In spite of the negative PCR test result, UMaine hockey players will remain in quarantine.

According to the Eagle-Tribune in Lawrence, Massachusetts, members of the University of New Hampshire men’s hockey team this week tested positive for COVID-19, forcing postponement of its upcoming series against Merrimack. UNH and UMaine played games last Friday and Saturday in Durham, New Hampshire.

UMaine officials would not confirm whether UNH was the source of the contact with the UMaine player whose COVID-19 test came into question.

UMaine athletics is performing rigorous testing of its student-athletes, coaches and staff members during the COVID-19 pandemic. The frequency of the testing is mandated by the conferences in which its teams compete and varies according to the leagues.

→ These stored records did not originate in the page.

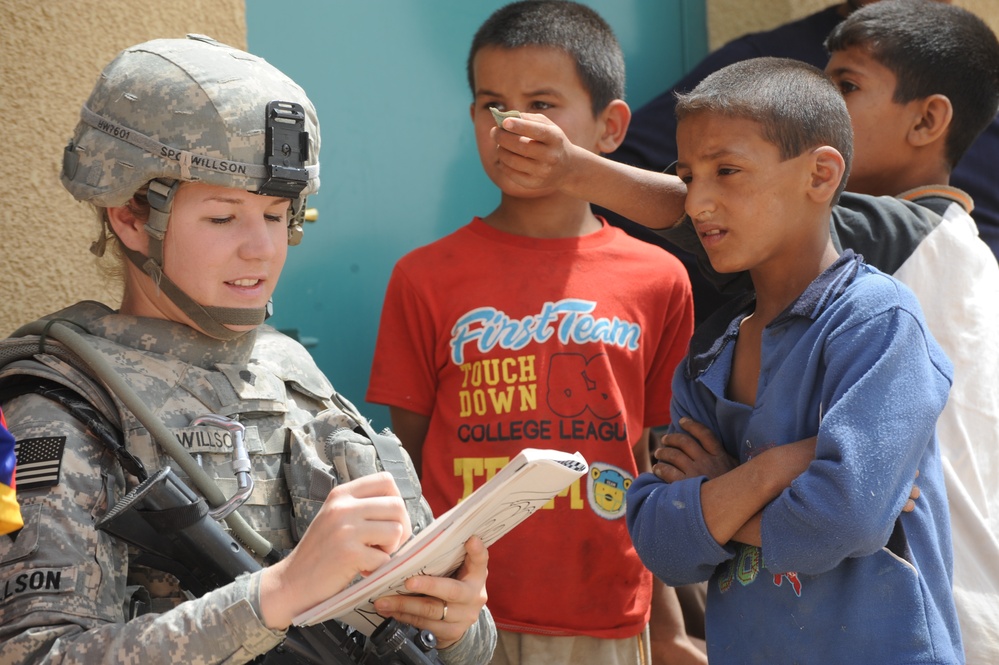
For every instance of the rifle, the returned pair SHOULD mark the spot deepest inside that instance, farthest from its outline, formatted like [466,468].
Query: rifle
[170,524]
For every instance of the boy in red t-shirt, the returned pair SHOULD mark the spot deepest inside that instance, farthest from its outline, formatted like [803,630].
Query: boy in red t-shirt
[539,325]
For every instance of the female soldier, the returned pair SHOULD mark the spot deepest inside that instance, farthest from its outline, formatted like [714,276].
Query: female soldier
[198,158]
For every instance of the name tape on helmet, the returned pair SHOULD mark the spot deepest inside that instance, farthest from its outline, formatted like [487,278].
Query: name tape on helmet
[185,158]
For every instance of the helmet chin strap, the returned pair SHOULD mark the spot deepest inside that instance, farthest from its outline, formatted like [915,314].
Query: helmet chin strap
[212,320]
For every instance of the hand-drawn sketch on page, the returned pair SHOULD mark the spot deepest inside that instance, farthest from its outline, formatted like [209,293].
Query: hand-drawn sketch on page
[529,481]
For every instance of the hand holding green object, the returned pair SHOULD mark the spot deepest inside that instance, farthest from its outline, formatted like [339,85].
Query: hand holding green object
[502,115]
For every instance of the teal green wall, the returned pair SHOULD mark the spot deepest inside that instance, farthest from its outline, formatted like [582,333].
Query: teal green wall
[399,164]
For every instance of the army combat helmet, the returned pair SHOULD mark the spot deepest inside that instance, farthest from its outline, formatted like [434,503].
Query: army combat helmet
[174,110]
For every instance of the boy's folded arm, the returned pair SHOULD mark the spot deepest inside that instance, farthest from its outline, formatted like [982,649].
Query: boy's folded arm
[664,520]
[874,434]
[731,501]
[549,159]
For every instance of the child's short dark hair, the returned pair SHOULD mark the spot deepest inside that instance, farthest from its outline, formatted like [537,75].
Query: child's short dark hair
[568,26]
[932,48]
[797,106]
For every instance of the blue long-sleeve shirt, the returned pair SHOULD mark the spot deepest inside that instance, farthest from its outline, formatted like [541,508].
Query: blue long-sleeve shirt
[841,576]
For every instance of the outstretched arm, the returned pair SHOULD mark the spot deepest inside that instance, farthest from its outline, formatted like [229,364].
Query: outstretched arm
[536,153]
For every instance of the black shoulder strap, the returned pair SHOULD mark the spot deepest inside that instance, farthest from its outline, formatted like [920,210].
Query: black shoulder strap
[83,411]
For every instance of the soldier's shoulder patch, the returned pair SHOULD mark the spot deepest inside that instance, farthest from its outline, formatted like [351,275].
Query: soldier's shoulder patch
[38,462]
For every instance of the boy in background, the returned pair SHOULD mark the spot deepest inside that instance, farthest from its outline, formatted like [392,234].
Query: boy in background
[921,81]
[527,328]
[823,387]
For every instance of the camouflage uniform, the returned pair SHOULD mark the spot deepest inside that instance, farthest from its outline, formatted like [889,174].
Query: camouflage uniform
[64,585]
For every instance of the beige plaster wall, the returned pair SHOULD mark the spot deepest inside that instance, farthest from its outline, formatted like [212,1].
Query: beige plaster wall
[51,52]
[728,19]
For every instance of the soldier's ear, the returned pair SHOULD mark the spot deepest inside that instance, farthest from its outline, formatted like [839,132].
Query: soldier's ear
[129,228]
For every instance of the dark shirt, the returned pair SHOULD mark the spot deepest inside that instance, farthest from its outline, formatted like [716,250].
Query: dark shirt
[651,139]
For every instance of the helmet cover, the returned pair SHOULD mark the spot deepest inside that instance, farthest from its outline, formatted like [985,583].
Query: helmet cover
[182,109]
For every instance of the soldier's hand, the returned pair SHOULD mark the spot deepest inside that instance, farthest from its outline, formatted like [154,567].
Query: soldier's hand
[463,596]
[359,525]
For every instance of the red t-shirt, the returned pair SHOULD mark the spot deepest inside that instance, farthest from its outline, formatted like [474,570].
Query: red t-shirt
[509,342]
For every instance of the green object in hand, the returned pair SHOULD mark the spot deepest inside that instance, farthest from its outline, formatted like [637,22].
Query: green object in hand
[501,115]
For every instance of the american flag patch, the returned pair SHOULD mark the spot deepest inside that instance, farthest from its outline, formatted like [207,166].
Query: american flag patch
[38,462]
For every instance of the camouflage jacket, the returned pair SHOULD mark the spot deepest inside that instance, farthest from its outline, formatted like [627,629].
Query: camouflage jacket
[65,586]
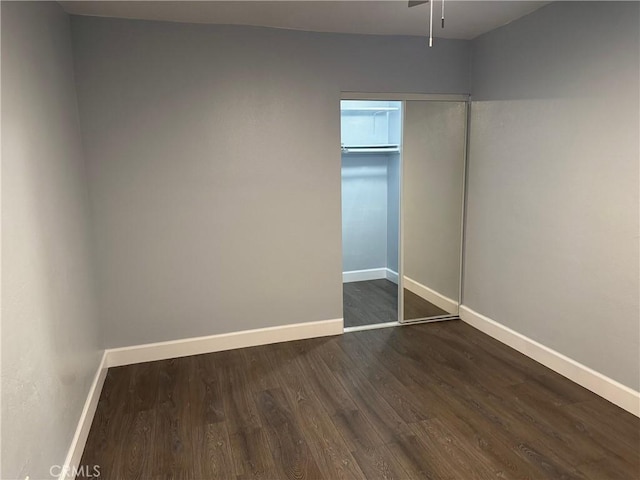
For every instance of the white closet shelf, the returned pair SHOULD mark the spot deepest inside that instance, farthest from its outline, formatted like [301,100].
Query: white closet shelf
[370,109]
[370,148]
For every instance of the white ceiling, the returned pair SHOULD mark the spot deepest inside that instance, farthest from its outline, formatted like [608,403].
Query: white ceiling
[464,19]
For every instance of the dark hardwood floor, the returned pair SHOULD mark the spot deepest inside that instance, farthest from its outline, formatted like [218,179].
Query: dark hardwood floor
[416,307]
[376,301]
[369,302]
[437,401]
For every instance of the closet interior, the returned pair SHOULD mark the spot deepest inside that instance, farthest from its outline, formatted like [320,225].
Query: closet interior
[403,171]
[371,136]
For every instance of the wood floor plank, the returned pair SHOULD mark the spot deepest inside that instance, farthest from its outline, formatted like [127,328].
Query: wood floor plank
[325,442]
[290,450]
[251,455]
[425,401]
[172,446]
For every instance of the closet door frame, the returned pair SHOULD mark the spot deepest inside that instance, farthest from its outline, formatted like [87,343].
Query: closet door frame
[404,98]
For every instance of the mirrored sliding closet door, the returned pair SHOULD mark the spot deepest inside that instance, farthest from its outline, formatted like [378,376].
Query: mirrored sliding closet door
[433,172]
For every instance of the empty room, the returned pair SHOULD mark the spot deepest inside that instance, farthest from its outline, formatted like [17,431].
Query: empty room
[320,240]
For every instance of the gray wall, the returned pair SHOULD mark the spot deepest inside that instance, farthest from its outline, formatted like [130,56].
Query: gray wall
[364,212]
[49,321]
[214,164]
[433,181]
[552,239]
[393,211]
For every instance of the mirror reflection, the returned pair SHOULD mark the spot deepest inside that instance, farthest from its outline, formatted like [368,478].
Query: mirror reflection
[432,201]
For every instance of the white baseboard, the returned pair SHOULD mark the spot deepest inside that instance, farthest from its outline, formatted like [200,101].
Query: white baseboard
[226,341]
[362,275]
[391,275]
[439,300]
[598,383]
[79,440]
[115,357]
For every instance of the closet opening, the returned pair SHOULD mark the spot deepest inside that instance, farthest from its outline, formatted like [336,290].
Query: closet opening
[403,201]
[371,144]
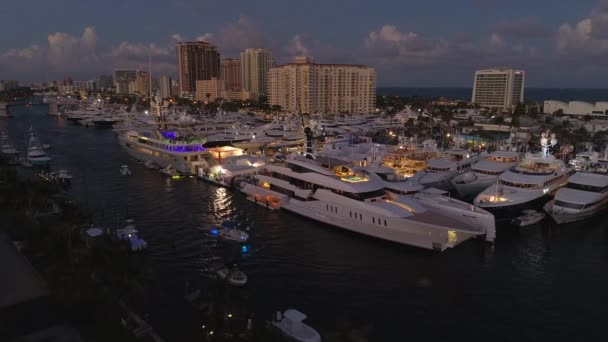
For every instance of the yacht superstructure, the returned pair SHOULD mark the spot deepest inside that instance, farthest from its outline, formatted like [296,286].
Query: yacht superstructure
[352,200]
[484,173]
[529,185]
[583,196]
[440,171]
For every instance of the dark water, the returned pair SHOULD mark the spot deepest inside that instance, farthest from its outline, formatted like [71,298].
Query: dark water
[541,283]
[538,95]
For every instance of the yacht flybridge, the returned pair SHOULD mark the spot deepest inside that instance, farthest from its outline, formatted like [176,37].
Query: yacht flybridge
[484,173]
[354,200]
[529,185]
[583,196]
[163,149]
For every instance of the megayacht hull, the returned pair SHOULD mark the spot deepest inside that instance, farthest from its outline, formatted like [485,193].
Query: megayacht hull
[508,212]
[562,216]
[399,230]
[474,188]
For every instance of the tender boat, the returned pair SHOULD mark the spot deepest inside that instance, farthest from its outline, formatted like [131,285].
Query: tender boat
[233,276]
[35,153]
[484,173]
[228,231]
[291,325]
[585,195]
[440,171]
[7,148]
[528,218]
[131,235]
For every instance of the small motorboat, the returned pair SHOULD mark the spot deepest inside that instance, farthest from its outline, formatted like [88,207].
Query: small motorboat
[150,164]
[291,324]
[528,218]
[228,231]
[233,276]
[130,234]
[63,176]
[171,172]
[124,170]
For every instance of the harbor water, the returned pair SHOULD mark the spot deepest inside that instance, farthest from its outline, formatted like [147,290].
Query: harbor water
[543,282]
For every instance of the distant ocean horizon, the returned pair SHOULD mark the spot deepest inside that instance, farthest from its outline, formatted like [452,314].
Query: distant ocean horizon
[530,94]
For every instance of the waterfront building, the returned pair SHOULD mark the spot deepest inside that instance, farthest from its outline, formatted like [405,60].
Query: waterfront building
[329,88]
[255,64]
[498,88]
[105,81]
[598,110]
[122,78]
[230,73]
[165,87]
[143,83]
[236,95]
[209,90]
[8,84]
[196,61]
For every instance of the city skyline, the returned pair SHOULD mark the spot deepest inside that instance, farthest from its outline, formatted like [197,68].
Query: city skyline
[409,44]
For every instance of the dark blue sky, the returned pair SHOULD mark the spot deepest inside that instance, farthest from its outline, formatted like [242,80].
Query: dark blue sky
[410,43]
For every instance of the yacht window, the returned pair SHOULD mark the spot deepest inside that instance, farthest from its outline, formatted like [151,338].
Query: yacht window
[568,205]
[584,187]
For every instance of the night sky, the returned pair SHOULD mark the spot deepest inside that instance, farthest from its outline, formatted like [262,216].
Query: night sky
[410,43]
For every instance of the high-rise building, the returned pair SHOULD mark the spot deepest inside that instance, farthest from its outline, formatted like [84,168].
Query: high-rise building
[196,61]
[327,88]
[498,88]
[230,73]
[209,90]
[105,82]
[143,83]
[122,78]
[165,87]
[255,64]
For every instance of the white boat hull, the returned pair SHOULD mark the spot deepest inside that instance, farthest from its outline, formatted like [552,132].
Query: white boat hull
[562,216]
[397,229]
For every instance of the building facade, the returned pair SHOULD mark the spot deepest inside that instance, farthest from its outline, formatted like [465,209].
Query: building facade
[498,88]
[255,64]
[327,88]
[165,89]
[577,108]
[230,73]
[196,61]
[122,78]
[143,83]
[209,90]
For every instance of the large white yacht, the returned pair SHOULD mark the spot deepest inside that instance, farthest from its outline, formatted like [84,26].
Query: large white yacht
[584,195]
[35,152]
[163,149]
[352,200]
[484,173]
[440,171]
[7,148]
[529,185]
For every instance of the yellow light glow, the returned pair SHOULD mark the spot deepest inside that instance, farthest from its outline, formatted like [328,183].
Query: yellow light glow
[452,238]
[497,199]
[401,205]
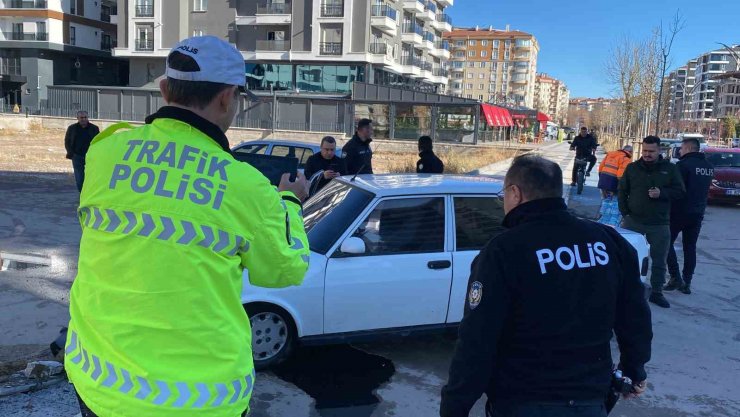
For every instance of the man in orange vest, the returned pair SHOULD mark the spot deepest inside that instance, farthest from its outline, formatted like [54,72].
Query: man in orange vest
[612,168]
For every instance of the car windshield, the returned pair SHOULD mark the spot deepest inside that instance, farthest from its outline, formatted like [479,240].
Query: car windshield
[724,159]
[330,212]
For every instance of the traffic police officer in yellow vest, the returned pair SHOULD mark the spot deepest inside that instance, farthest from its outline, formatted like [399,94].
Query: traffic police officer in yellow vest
[170,220]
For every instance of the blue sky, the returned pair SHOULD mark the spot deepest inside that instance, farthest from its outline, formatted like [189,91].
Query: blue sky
[576,35]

For members of the men’s and women’s hockey programs, including the coaches, trainers and equipment personnel, the rapid antigen test is administered seven days a week as required by the Hockey East Association.

People involved with the UMaine women’s and men’s basketball programs are required under America East Conference rules to be tested five times per week.

The rapid antigen tests are evaluated at the University of Maine Cooperative Extension Diagnostic and Research Laboratory. If there is a positive test, UMaine’s Emergency Operations Center is informed and that person is re-tested with both another antigen test and then a PCR test.

The EOC then begins contact tracing and reports its findings to the Maine Center for Disease Control and Prevention. The PCR test is sent to Rutgers University in New Jersey for evaluation.

Demeritt said UMaine continues to closely monitor the members of its athletic programs and adheres to the COVID-19 guidelines established by the state, the league and the university system.

“Maine is in a period of increasing community transmission of COVID-19 and everyone is at risk of infection,” Demeritt said. “We are constantly considering ways to improve our protocols, but the measures we have in place are working.

“UMaine’s student-athletes are getting an opportunity to compete while we monitor for the disease and isolate known and possible cases to limit the spread of the virus.”

Late last month, UMaine detected an undisclosed number of positive COVID-19 cases among student-athletes on winter sports teams. That led UMaine President Joan Ferrini-Mundy to withdraw Black Bear teams from intercollegiate competition for two weeks.

Athletes on the affected teams were quarantined, while members of other teams continued to practice.

Ralph said UMaine student-athletes are allowed to engage in all normal activities just like anyone else in the community. Some athletes live on campus, while others have off-campus housing.

“That being said, they need to remain socially distanced and be masked at all times,” Ralph said. “They understand that a positive test could halt the program and they have a responsibility to act accordingly.”

The men’s hockey team isn’t scheduled to play again until Jan. 1-2, 2021, also against UMass Lowell. The series is slated to be held in Orono.

However, an executive order issued by Gov. Janet Mills limits indoor gatherings to 50 people, which would make it impossible to host a college hockey game. The series will likely be moved to Lowell, Massachusetts.